La voce di Trevor Horn alla fine è perfetta, sia da sola che quando viaggia insieme ai cori di Squire e Howe: l’atmosfera Yes è garantita in entrambi i casi e non c’è in alcun modo la sensazione di imitazione, è più un discorso di umiltà, devozione ed entusiasmo del cantante ad accendere questa magia. Geoff Downes ha uno stile pulito, veloce, preciso e sempre funzionale al pezzo: si potrebbe quasi dire che sceglie una via “bachiana” rispetto al virtuosismo romantico “à la Wakeman”. Molto belli inoltre i suoni (fra cui il vocoder) che aggiunge al campionario Yes in modo del tutto naturale, senza forzature. Anche i contributi compositivi (per quanto tutti i brani risultino firmati dal nuovo quintetto al completo) di Horn e Downes sono di altissimo livello e si fondono a meraviglia con quelli provenienti dalla ditta Howe-Squire-White. White Car e Into The Lens sono difatti due punti altissimi; la prima funge pure da singolo (e l’anno dopo sarà reincisa in una versione più pop proprio da The Buggles) ed è forse il momento spartiacque per eccellenza di Drama. Il prog va invece a testa altissima con Machine Messiah (leggete anche il testo, attualissimo, sull’avvento delle macchine), una delle composizioni più belle di tutto il catalogo “Yes”.
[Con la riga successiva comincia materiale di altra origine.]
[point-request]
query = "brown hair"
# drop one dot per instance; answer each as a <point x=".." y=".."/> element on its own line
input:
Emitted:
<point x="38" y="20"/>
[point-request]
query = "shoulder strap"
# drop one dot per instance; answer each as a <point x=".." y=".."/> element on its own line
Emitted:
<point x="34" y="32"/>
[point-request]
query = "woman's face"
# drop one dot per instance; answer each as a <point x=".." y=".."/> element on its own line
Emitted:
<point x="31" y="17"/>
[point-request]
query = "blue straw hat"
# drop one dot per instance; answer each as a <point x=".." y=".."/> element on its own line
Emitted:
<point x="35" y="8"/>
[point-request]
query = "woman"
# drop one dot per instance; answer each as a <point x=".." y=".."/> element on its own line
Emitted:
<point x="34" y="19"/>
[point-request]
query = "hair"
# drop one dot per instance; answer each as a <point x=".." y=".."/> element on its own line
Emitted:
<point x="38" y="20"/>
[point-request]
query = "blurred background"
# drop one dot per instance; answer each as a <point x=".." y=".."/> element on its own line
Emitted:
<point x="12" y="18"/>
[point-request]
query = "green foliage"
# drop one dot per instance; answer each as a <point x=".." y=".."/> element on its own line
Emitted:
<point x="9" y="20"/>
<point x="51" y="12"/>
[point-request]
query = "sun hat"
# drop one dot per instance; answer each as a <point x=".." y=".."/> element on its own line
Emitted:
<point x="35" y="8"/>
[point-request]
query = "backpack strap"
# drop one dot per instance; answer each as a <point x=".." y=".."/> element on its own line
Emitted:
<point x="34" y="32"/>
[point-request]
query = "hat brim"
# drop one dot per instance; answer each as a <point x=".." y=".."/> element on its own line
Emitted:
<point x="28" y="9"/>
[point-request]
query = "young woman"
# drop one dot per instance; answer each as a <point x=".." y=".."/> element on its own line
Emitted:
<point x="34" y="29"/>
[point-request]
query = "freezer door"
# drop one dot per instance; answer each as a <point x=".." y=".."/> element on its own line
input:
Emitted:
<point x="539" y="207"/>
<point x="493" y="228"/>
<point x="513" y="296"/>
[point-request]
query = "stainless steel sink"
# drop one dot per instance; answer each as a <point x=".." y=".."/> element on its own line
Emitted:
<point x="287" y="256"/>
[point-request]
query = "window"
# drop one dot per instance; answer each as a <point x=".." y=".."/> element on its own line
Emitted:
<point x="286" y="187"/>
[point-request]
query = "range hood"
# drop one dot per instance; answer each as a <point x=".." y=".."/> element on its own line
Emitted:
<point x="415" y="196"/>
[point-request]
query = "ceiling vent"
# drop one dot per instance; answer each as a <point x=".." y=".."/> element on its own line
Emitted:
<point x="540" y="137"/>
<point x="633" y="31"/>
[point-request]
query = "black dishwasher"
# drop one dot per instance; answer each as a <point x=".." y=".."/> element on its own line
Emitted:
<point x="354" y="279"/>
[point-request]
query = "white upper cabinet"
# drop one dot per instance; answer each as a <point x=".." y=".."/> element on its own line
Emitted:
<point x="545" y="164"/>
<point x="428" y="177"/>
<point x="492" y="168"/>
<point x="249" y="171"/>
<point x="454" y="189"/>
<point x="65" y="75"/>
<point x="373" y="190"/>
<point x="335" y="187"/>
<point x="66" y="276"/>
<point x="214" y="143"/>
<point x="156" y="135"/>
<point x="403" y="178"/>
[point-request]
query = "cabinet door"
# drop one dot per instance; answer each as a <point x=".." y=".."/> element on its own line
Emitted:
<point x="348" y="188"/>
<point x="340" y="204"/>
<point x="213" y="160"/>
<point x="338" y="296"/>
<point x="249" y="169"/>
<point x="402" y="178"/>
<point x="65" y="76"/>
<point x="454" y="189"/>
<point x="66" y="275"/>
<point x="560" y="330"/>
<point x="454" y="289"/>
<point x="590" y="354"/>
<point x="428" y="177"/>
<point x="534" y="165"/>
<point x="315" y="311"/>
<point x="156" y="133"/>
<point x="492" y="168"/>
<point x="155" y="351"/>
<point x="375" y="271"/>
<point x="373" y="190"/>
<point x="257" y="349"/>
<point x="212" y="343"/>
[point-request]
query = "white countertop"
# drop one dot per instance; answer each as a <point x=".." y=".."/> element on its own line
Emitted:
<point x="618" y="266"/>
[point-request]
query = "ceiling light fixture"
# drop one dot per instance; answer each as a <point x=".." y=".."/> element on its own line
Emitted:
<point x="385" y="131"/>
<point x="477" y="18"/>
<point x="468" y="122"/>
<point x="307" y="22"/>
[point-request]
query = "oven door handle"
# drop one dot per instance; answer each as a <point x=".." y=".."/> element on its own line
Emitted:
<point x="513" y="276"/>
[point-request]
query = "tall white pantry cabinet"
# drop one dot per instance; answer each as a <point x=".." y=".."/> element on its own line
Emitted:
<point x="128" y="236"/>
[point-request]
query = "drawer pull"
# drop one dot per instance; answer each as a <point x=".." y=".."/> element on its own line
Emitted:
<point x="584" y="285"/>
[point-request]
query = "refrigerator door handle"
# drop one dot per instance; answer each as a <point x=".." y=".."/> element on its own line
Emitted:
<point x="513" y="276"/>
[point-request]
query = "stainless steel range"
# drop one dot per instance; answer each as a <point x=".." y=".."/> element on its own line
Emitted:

Fra le sorprese di questo album troviamo pure un pezzo in cui Horn, oltre a cantare, suona il basso e Squire, all’epoca per la prima volta, cede il suo strumento per sedersi al piano: Run Trough The Light (estratto anche come secondo singolo, ma soltanto promozionale e non per la vendita). E se Does It Really Happen? è prog venato di funky, con in più una stupenda sezione “a cappella”, Tempus Fugit è art-rock che diventa inno: nei versi compare anche la parola “Yes” esclamata con decisione, come a rivendicare il proprio posto.

Il disco andrà benissimo in patria e meno bene negli USA, mentre per quanto riguarda il tour si invertiranno un po’ le cose (memorabile la tripletta di sold out al Madison Square Garden per cui il gruppo ottenne anche un riconoscimento). La storia di questi nuovi e particolarissimi Yes purtroppo terminerà con il suddetto tour, lasciando orfana tutta una schiera di nuovi fan (i cosiddetti “panthers”, chiamati così per le pantere che figurano in copertina), però la sua lezione è grandissima e oggi può venire compresa e apprezzata a dovere.

Horn (dopo un nuovo album come The Buggles nel 1981) si dedicherà poi soprattutto alla produzione ed è incredibile pensare che curerà in questa veste pure il disco di maggior successo commerciale degli Yes, quel 90125 del 1983 capitanato dal singolo Owner Of A Lonely Heart, disco che vide il ritorno di Anderson e l’uscita dal gruppo di Howe e Downes (che andranno a formare gli Asia). Nel 2011 produsse anche Fly From Here, il primo album dopo Drama con un cantante diverso da Jon Anderson. Il disco in questione riprende già nel titolo (e sviluppa al suo interno) una delle due canzoni (l’altra era Go Trough This) rimaste fuori da Drama ed eseguite solo live: We Can Fly From Here.

Questo a ulteriore dimostrazione di quanto avanti guardasse quel disco. Sul palco del nuovo tour del 2016 una formazione che appartiene alla storia degli Yes e che non deluderà in alcuna maniera: Jon Davison alla voce (con gli Yes dal 2012, insieme hanno registrato l’album di inediti Heaven & Earth), Steve Howe alla chitarra, Billy Sherwood al basso (incaricato da Squire stesso e nelle fila degli Yes dal 1991), Geoff Downes alle tastiere e Alan White alla batteria. È emozionante immaginare il rito collettivo che accompagnerà l’esecuzione di Fragile, con brani che solo a pensarli viene la pelle d’oca (Roundabout, Long Distance Runaround, Heart Of The Sunrise, … ), e accanto ad esso il nuovo debutto live di Drama, assente da tantissimo tempo dai concerti (eccezion fatta per un paio di pezzi ripescati dopo l’uscita stabile dal gruppo di Jon Anderson): un fantastico esperimento che è anche un atto di giustizia. Non resta che aspettare maggio.